Caso pretenda configurar um ambiente de Farm de servidor de federação no AD FS (Serviços de Federação do Active Directory (AD FS)), deverá criar e configurar uma conta de serviço dedicada no AD DS (Serviços de Domínio Active Directory) onde o Farm ficará. Você deverá configurar cada servidor de federação no farm para usar esta conta. Será necessário concluir as tarefas a seguir na organização quando você desejar permitir que os computadores cliente na rede corporativa sejam autenticados para qualquer um dos servidores de federação em um Farm do AD FS usando a Autenticação Integrada do Windows.

Importante

A partir do AD FS 3.0 (Windows Server 2012 R2), o AD FS dá suporte ao uso de uma gMSA (Conta de Serviço Gerenciado de Grupo) como a conta de serviço. Essa é a opção recomendada, pois elimina a necessidade de gerenciar a senha da conta de serviço ao longo do tempo. Este documento aborda o caso alternativo de usar uma conta de serviço tradicional, como em domínios que ainda executam um Windows Server 2008 R2 ou um DFL (nível funcional de domínio anterior).

Observação

Você tem que executar as tarefas neste procedimento somente uma vez para todo o farm de servidores de federação. Posteriormente, quando criar um servidor de federação usando o Assistente de Configuração do Servidor de Federação do AD FS, deverá especificar esta mesma conta na página do assistente Conta de Serviço em cada servidor de federação no farm.

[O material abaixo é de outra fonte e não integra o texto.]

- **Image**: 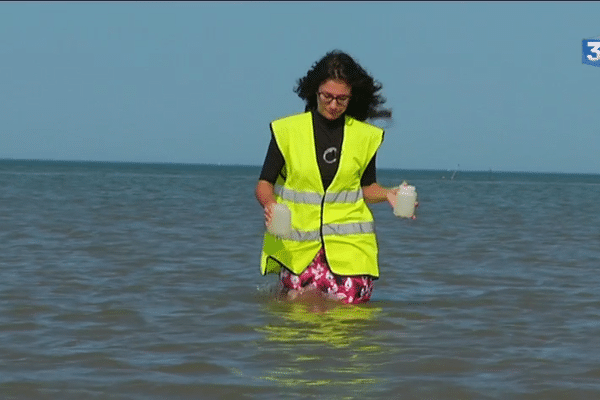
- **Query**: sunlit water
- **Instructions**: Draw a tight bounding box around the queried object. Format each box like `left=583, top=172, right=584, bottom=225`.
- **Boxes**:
left=0, top=161, right=600, bottom=400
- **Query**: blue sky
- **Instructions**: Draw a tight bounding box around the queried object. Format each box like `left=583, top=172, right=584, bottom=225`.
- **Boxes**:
left=0, top=2, right=600, bottom=173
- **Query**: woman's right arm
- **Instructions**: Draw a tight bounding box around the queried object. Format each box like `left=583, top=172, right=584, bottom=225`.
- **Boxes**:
left=255, top=135, right=285, bottom=225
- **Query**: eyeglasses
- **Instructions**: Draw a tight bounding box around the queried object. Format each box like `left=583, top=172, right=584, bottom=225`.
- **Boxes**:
left=317, top=92, right=352, bottom=106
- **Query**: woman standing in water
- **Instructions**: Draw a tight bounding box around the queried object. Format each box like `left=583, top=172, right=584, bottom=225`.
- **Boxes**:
left=256, top=51, right=397, bottom=304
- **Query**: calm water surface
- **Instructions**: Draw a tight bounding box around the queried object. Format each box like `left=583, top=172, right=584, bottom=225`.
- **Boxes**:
left=0, top=161, right=600, bottom=400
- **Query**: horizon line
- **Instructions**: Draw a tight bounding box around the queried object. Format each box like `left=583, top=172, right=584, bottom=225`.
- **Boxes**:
left=0, top=157, right=600, bottom=175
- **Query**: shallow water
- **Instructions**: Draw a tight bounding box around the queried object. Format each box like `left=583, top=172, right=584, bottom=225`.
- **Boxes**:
left=0, top=161, right=600, bottom=400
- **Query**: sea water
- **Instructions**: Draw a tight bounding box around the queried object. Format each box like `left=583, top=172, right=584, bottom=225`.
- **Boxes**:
left=0, top=161, right=600, bottom=400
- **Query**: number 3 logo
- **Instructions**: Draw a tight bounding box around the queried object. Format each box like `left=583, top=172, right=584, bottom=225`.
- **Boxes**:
left=588, top=42, right=600, bottom=61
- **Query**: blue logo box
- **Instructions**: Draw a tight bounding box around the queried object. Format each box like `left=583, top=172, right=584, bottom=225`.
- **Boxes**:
left=581, top=36, right=600, bottom=67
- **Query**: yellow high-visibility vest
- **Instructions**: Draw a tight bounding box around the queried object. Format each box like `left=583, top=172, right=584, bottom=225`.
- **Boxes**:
left=261, top=112, right=383, bottom=277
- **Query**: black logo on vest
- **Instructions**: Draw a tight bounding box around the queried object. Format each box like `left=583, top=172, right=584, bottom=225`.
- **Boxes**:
left=323, top=147, right=337, bottom=164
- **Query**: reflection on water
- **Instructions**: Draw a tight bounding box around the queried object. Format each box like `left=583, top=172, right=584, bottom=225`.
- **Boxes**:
left=257, top=301, right=384, bottom=398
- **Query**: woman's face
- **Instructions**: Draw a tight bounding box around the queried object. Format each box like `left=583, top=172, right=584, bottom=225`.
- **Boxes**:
left=317, top=79, right=352, bottom=120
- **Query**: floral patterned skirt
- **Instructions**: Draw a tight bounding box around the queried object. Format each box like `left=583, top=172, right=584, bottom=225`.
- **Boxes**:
left=279, top=248, right=373, bottom=304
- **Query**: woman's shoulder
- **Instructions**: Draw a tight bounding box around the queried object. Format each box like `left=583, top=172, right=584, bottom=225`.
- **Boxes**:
left=271, top=111, right=312, bottom=124
left=346, top=115, right=383, bottom=133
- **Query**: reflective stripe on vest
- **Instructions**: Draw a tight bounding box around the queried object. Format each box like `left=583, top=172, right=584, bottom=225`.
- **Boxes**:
left=284, top=222, right=375, bottom=242
left=273, top=184, right=363, bottom=205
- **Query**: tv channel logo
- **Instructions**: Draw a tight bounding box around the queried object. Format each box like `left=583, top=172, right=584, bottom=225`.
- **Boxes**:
left=581, top=36, right=600, bottom=67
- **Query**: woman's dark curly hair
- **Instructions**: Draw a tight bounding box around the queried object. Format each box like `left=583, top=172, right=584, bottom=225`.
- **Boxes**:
left=294, top=50, right=392, bottom=121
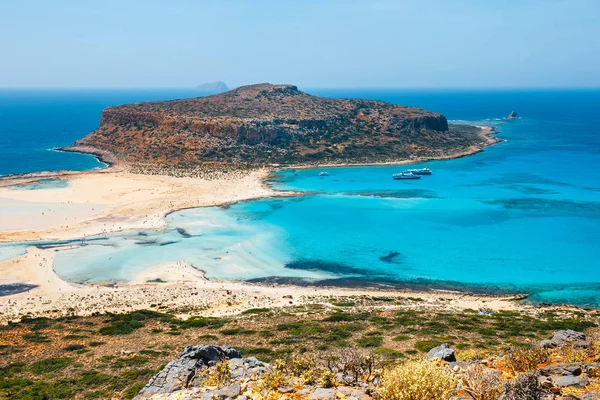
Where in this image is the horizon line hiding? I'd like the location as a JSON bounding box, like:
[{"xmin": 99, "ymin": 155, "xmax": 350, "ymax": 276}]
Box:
[{"xmin": 0, "ymin": 83, "xmax": 600, "ymax": 93}]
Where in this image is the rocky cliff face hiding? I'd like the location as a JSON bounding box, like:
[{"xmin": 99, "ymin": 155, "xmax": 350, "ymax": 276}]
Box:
[{"xmin": 76, "ymin": 84, "xmax": 484, "ymax": 165}]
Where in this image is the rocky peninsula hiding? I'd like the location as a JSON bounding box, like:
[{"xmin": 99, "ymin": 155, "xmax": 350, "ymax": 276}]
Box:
[{"xmin": 67, "ymin": 83, "xmax": 495, "ymax": 168}]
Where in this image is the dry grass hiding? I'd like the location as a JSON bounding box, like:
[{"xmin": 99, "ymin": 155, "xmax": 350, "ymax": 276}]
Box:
[
  {"xmin": 377, "ymin": 359, "xmax": 456, "ymax": 400},
  {"xmin": 504, "ymin": 348, "xmax": 550, "ymax": 373},
  {"xmin": 461, "ymin": 364, "xmax": 502, "ymax": 400}
]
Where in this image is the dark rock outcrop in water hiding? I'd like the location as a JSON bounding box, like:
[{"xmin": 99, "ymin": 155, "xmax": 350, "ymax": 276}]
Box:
[{"xmin": 71, "ymin": 83, "xmax": 490, "ymax": 166}]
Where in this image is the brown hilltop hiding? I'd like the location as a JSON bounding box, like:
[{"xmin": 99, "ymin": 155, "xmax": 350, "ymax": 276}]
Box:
[{"xmin": 74, "ymin": 83, "xmax": 494, "ymax": 166}]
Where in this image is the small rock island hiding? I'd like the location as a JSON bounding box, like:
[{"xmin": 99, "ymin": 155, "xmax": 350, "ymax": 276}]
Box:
[{"xmin": 70, "ymin": 83, "xmax": 494, "ymax": 166}]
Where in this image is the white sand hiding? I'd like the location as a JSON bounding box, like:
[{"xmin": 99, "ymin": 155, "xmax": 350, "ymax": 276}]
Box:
[{"xmin": 0, "ymin": 168, "xmax": 274, "ymax": 242}]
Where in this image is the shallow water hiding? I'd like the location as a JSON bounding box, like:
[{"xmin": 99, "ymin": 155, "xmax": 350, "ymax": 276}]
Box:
[{"xmin": 0, "ymin": 91, "xmax": 600, "ymax": 306}]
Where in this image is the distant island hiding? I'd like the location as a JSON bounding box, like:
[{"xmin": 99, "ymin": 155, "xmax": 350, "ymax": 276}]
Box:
[
  {"xmin": 196, "ymin": 81, "xmax": 229, "ymax": 94},
  {"xmin": 68, "ymin": 83, "xmax": 494, "ymax": 166}
]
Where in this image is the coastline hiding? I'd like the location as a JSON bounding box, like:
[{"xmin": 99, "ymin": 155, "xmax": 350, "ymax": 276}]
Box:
[
  {"xmin": 0, "ymin": 247, "xmax": 556, "ymax": 325},
  {"xmin": 0, "ymin": 122, "xmax": 512, "ymax": 323}
]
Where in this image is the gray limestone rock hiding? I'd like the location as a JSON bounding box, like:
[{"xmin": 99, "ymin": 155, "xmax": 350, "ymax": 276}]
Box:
[
  {"xmin": 135, "ymin": 345, "xmax": 241, "ymax": 400},
  {"xmin": 308, "ymin": 388, "xmax": 335, "ymax": 400}
]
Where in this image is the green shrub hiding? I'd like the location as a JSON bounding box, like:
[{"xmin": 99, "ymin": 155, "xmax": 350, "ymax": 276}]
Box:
[
  {"xmin": 63, "ymin": 343, "xmax": 85, "ymax": 351},
  {"xmin": 30, "ymin": 357, "xmax": 73, "ymax": 374},
  {"xmin": 504, "ymin": 348, "xmax": 550, "ymax": 372},
  {"xmin": 356, "ymin": 336, "xmax": 383, "ymax": 347},
  {"xmin": 414, "ymin": 340, "xmax": 442, "ymax": 353}
]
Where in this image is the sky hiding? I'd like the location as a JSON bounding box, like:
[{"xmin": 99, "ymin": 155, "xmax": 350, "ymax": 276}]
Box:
[{"xmin": 0, "ymin": 0, "xmax": 600, "ymax": 88}]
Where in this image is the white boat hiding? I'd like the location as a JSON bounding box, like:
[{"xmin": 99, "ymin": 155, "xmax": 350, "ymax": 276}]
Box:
[
  {"xmin": 408, "ymin": 167, "xmax": 431, "ymax": 175},
  {"xmin": 392, "ymin": 172, "xmax": 421, "ymax": 179}
]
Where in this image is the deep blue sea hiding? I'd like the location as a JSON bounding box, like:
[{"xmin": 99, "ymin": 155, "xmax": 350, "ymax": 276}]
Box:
[
  {"xmin": 0, "ymin": 89, "xmax": 197, "ymax": 175},
  {"xmin": 0, "ymin": 90, "xmax": 600, "ymax": 307}
]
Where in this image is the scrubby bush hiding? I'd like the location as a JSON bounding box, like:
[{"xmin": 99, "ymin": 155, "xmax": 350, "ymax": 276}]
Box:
[
  {"xmin": 559, "ymin": 345, "xmax": 587, "ymax": 363},
  {"xmin": 504, "ymin": 348, "xmax": 550, "ymax": 372},
  {"xmin": 502, "ymin": 372, "xmax": 546, "ymax": 400},
  {"xmin": 203, "ymin": 360, "xmax": 231, "ymax": 386},
  {"xmin": 461, "ymin": 364, "xmax": 502, "ymax": 400},
  {"xmin": 319, "ymin": 371, "xmax": 335, "ymax": 388},
  {"xmin": 377, "ymin": 359, "xmax": 456, "ymax": 400},
  {"xmin": 456, "ymin": 349, "xmax": 490, "ymax": 361}
]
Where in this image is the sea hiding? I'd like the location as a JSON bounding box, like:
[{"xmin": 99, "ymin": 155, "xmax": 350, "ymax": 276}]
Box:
[{"xmin": 0, "ymin": 88, "xmax": 600, "ymax": 307}]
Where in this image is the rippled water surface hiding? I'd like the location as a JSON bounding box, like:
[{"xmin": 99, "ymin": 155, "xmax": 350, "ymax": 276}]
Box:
[{"xmin": 0, "ymin": 91, "xmax": 600, "ymax": 306}]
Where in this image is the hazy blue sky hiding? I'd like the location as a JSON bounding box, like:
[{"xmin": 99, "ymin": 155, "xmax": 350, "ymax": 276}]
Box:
[{"xmin": 0, "ymin": 0, "xmax": 600, "ymax": 87}]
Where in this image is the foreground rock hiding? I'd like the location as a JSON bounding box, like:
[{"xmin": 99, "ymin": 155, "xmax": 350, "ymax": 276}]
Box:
[
  {"xmin": 427, "ymin": 343, "xmax": 456, "ymax": 362},
  {"xmin": 136, "ymin": 345, "xmax": 242, "ymax": 399},
  {"xmin": 135, "ymin": 345, "xmax": 373, "ymax": 400}
]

Criar uma conta de serviço dedicada

  1. Crie uma conta de usuário/serviço dedicada na floresta do Active Directory localizada na organização do provedor de identidade. Esta conta é necessária para que o protocolo de autenticação Kerberos funcione em um cenário de Farm e para permitir autenticação de passagem em cada um dos servidores de federação. Use essa conta somente para fins do Farm de servidores de federação.

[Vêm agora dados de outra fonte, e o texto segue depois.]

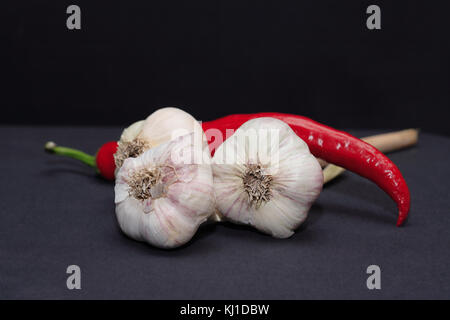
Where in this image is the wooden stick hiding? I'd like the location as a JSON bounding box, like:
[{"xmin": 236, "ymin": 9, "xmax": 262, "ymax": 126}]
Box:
[{"xmin": 319, "ymin": 129, "xmax": 419, "ymax": 184}]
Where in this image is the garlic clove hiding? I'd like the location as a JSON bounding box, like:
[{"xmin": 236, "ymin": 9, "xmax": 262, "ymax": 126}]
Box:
[
  {"xmin": 212, "ymin": 118, "xmax": 323, "ymax": 238},
  {"xmin": 115, "ymin": 133, "xmax": 215, "ymax": 248},
  {"xmin": 119, "ymin": 120, "xmax": 145, "ymax": 142},
  {"xmin": 114, "ymin": 107, "xmax": 206, "ymax": 174}
]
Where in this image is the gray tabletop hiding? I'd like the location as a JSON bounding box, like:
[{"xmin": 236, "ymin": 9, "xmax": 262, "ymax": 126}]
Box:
[{"xmin": 0, "ymin": 127, "xmax": 450, "ymax": 299}]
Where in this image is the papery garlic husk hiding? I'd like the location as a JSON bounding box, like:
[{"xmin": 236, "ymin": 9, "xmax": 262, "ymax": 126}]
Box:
[
  {"xmin": 114, "ymin": 107, "xmax": 206, "ymax": 174},
  {"xmin": 212, "ymin": 118, "xmax": 323, "ymax": 238},
  {"xmin": 114, "ymin": 133, "xmax": 215, "ymax": 248}
]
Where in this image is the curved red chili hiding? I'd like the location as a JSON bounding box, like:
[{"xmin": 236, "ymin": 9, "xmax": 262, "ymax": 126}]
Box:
[
  {"xmin": 45, "ymin": 141, "xmax": 117, "ymax": 180},
  {"xmin": 202, "ymin": 112, "xmax": 410, "ymax": 226}
]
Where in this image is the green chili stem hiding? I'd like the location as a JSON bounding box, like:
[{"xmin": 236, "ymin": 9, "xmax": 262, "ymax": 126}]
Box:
[{"xmin": 45, "ymin": 141, "xmax": 97, "ymax": 168}]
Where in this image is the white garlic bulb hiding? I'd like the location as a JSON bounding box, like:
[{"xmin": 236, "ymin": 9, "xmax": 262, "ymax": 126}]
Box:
[
  {"xmin": 114, "ymin": 134, "xmax": 214, "ymax": 248},
  {"xmin": 114, "ymin": 108, "xmax": 206, "ymax": 173},
  {"xmin": 212, "ymin": 118, "xmax": 323, "ymax": 238}
]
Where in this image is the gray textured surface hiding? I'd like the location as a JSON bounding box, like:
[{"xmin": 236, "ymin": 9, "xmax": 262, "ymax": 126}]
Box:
[{"xmin": 0, "ymin": 127, "xmax": 450, "ymax": 299}]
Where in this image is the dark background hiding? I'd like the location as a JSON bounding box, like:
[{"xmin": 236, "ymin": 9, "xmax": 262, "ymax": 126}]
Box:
[{"xmin": 0, "ymin": 0, "xmax": 450, "ymax": 134}]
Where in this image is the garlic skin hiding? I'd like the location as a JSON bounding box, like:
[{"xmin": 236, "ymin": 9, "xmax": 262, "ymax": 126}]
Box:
[
  {"xmin": 114, "ymin": 107, "xmax": 206, "ymax": 168},
  {"xmin": 114, "ymin": 134, "xmax": 215, "ymax": 248},
  {"xmin": 119, "ymin": 120, "xmax": 144, "ymax": 142},
  {"xmin": 212, "ymin": 118, "xmax": 323, "ymax": 238}
]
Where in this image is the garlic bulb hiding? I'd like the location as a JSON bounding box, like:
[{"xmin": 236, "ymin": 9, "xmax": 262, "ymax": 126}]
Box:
[
  {"xmin": 212, "ymin": 118, "xmax": 323, "ymax": 238},
  {"xmin": 114, "ymin": 108, "xmax": 206, "ymax": 168},
  {"xmin": 114, "ymin": 133, "xmax": 214, "ymax": 248}
]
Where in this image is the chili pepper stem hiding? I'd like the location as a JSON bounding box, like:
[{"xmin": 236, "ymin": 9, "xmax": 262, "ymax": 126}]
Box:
[{"xmin": 45, "ymin": 141, "xmax": 97, "ymax": 168}]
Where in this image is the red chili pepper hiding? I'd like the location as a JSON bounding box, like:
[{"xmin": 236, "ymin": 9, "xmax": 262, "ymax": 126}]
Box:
[
  {"xmin": 202, "ymin": 112, "xmax": 410, "ymax": 226},
  {"xmin": 46, "ymin": 112, "xmax": 410, "ymax": 226},
  {"xmin": 45, "ymin": 141, "xmax": 117, "ymax": 180}
]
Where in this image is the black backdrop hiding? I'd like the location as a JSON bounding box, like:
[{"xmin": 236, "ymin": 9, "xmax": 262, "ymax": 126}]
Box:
[{"xmin": 0, "ymin": 0, "xmax": 450, "ymax": 134}]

  2. Edite as propriedades da conta do usuário e selecione a caixa de seleção A senha nunca expira. Esta ação garante que a função da conta de serviço não seja interrompida devido aos requisitos de alteração de senha do domínio.

    Observação

    Usar a conta de Serviço de Rede para esta conta dedicada resultará em falhas aleatórias ao tentar acesso por meio da Autenticação Integrada do Windows, devido aos tíquetes do Kerberos não estarem sendo validados de um servidor para outro.

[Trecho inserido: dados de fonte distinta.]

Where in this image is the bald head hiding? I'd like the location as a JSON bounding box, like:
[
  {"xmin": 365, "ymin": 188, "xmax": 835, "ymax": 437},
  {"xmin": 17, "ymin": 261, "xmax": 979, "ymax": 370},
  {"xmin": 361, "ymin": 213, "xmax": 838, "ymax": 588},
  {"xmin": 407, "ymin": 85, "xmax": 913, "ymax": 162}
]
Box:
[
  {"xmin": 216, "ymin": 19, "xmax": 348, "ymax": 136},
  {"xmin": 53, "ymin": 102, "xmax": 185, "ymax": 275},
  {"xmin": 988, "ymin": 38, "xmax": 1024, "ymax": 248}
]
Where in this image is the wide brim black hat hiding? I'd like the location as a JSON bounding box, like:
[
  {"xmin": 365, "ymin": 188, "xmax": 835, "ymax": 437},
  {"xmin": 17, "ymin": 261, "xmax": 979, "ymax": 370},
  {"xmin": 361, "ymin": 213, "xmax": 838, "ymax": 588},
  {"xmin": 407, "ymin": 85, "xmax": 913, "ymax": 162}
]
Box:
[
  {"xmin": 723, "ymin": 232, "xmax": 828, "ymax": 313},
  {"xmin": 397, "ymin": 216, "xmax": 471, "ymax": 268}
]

Para definir o SPN da conta de serviço

  1. Como a identidade do pool de aplicativos do AppPool do AD FS está sendo executada como uma conta de usuário/serviço do domínio, você deverá configurar o SPN (Nome da Entidade de Serviço) para esta conta no domínio com a ferramenta de linha de comando Setspn.exe. O Setspn.exe é instalado por padrão em computadores que executam o Windows Server 2008. Execute o seguinte comando no computador associado ao mesmo domínio onde a conta de usuário/serviço reside:

    setspn -a host/<server name> <service account>

    Por exemplo, em um cenário no qual todos os servidores de federação estão clusterizados no nome de host do DNS (Sistema de Nome de Domínio), fs.fabrikam.com, e o nome da conta de serviço atribuída ao AppPool do AD FS é adfs2farm, digite o comando a seguir, pressionando ENTER em seguida:

    setspn -a host/fs.fabrikam.com adfs2farm

    Será necessário executar esta tarefa somente uma vez para esta conta.

  2. Depois de a identidade do AppPool do AD FS ser alterada para a conta de serviço, defina as ACLs (listas de controle de acesso) no banco de dados do SQL Server para permitir acesso de Leitura a esta nova conta para que o AppPool do AD FS possa ler os dados de política.